Montfort’s arguments work, in part, because he builds on a solid basis of narrative theory. Unlike certain articles on interactive fiction floating around the internet that indiscriminately use terms from the Poetics while the authors clearly never read, or perhaps never attempted to understand, the Poetics itself (see “Crimes Against Mimesis” for a glaring example), Montfort has clearly read his Aristotle. He also, intelligently, notes that the rules of Poetics for making a plot don’t really apply to text-adventures. The literary precedent for IF isn’t Greek drama but instead another ancient form of hammering words together (i.e. poiesis, “making”): the riddle. Chapter Two makes a compelling case for viewing the adventure game as an extended riddle requiring the reader/listener, who Montfort terms the interactor, to interact with the initial work and via presenting a solution thereby create a narrative. The infamous puzzles of IF are not obstacles to telling an interactive story but rather one with it, a complementary mechanism through which the interactor generates a story. The process of making in a riddle and an adventure game lies just as much with the interactor as with the author; therefore, the Montfort calls the game’s story a potential narrative. It produces narratives but isn’t in itself one (23). This idea, linked with Montfort’s relating IF to riddles, makes a brilliant framework for analysing IF using the wider tools of literary criticism instead of grappling with Zork as a mere toy. I can already think of ways to deepen this argument with a dash of Paul Ricoeur: the interactor takes part in the figuration of a narrative (what a writer usually does) and instantaneously refigures that narrative (what a reader usually does) by filtering it through their own experience. This is what makes IF unique and potentially powerful. To Montfort, the premodern view of riddles as profound experiences applies equally well to adventure games if placed in the hands of a skilled riddle-master or game designer. The reason we’ve overlooked this form in post-Enlightenment society is the same reason scholars have generally brushed off riddles: because our explanatory systems for the universe no longer admit the enigmatic and interactive nature of the riddle as a legitimate means of analysing, understanding, or “awakening to” new visions of the world (52, 60-63).
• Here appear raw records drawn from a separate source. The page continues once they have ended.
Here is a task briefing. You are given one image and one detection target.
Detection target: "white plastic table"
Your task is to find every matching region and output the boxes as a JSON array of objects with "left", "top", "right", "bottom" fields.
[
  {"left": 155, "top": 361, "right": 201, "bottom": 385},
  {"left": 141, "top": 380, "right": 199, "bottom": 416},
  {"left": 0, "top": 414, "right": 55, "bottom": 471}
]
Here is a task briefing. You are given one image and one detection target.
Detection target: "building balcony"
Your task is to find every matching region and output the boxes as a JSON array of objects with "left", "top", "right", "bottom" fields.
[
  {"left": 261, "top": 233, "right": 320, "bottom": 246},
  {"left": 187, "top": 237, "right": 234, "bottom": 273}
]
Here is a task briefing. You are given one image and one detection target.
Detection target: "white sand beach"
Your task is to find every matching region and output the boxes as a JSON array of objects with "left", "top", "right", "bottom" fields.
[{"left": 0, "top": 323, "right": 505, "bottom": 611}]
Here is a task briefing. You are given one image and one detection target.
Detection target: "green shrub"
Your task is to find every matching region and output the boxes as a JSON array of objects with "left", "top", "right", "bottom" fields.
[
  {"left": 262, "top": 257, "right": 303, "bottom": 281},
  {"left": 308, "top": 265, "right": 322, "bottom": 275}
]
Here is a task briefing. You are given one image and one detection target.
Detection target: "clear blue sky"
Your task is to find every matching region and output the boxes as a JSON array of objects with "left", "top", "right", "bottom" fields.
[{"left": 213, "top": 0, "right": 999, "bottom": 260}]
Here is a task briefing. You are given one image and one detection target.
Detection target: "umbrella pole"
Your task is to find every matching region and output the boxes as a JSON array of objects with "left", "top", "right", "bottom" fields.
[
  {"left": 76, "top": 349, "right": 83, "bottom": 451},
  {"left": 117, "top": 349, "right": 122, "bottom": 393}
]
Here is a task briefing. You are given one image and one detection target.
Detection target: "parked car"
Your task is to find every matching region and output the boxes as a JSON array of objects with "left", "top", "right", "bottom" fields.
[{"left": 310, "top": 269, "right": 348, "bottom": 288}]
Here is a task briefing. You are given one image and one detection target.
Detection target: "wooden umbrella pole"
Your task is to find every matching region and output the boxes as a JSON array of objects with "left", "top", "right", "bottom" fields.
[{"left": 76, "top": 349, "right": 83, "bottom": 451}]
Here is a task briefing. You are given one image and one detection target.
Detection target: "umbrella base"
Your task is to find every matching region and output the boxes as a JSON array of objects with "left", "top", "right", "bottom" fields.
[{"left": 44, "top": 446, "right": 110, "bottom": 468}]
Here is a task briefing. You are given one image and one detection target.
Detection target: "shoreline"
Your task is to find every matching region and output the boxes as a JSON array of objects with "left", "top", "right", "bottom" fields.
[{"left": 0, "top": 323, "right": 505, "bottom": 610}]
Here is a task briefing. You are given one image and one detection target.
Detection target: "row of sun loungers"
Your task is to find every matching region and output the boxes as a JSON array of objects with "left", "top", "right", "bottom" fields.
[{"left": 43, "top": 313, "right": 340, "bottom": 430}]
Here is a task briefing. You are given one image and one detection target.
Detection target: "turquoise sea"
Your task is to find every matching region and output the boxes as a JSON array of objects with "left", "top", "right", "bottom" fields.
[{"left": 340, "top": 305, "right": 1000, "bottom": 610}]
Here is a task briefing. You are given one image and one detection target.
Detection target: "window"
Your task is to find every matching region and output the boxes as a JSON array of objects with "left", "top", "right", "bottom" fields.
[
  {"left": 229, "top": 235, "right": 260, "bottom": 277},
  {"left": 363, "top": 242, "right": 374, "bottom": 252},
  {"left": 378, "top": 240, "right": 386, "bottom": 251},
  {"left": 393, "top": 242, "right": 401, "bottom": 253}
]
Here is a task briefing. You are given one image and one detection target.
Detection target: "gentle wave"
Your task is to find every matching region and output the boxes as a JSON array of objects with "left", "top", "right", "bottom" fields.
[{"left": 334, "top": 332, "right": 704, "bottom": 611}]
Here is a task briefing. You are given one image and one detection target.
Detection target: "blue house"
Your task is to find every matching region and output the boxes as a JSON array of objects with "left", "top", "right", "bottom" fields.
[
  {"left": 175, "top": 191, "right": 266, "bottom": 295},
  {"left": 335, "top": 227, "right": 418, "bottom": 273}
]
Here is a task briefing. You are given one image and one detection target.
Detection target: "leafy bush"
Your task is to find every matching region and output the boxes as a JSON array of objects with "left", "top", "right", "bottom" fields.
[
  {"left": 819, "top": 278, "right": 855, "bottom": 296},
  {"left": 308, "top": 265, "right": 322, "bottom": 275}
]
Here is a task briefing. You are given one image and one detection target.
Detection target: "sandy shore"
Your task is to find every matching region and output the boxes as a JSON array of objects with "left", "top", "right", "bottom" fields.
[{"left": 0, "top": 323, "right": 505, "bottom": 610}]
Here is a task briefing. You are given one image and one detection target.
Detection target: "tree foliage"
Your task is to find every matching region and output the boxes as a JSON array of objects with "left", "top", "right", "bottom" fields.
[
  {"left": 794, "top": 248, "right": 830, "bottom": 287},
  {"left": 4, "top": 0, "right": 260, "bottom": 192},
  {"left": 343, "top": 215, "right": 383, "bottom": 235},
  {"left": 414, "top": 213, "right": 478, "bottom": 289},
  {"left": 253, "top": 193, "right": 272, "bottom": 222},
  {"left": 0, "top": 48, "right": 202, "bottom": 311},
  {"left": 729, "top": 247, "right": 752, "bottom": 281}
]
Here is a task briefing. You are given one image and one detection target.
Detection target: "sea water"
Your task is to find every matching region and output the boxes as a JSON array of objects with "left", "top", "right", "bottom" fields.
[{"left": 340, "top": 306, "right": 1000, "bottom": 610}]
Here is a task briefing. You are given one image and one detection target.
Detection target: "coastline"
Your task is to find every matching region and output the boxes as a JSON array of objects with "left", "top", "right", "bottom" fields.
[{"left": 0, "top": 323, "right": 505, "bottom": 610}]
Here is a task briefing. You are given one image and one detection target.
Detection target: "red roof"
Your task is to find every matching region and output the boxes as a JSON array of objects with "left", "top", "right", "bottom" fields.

Twisty Little Passages is worth reading for the second chapter alone, but Montfort also delivers a thoughtful history of IF and in-depth explorations of all Infocom’s classic games from the 1980s, as well as IF works from other companies, before turning to more recent developments in the entirely hobby-oriented community that still creates text-adventures for free download today. Yet this core, I think, of riddle and potential narratives, makes Twisty Little Passages essential reading for anyone interested in computer games as a storytelling medium: Montfort’s ideas have the potential to apply well beyond his chosen framework of text-adventures to a much larger field of digital narratives.
And I’m also quite happy to say that Montfort has, at least, convinced me that IF has far more prospects for meaningful works than the link-spattered world of hypertext fiction. Game designers could learn a thing or two from Twisty Little Passages. A game-player like myself certainly did.
[*] One does not simply walk out of academia!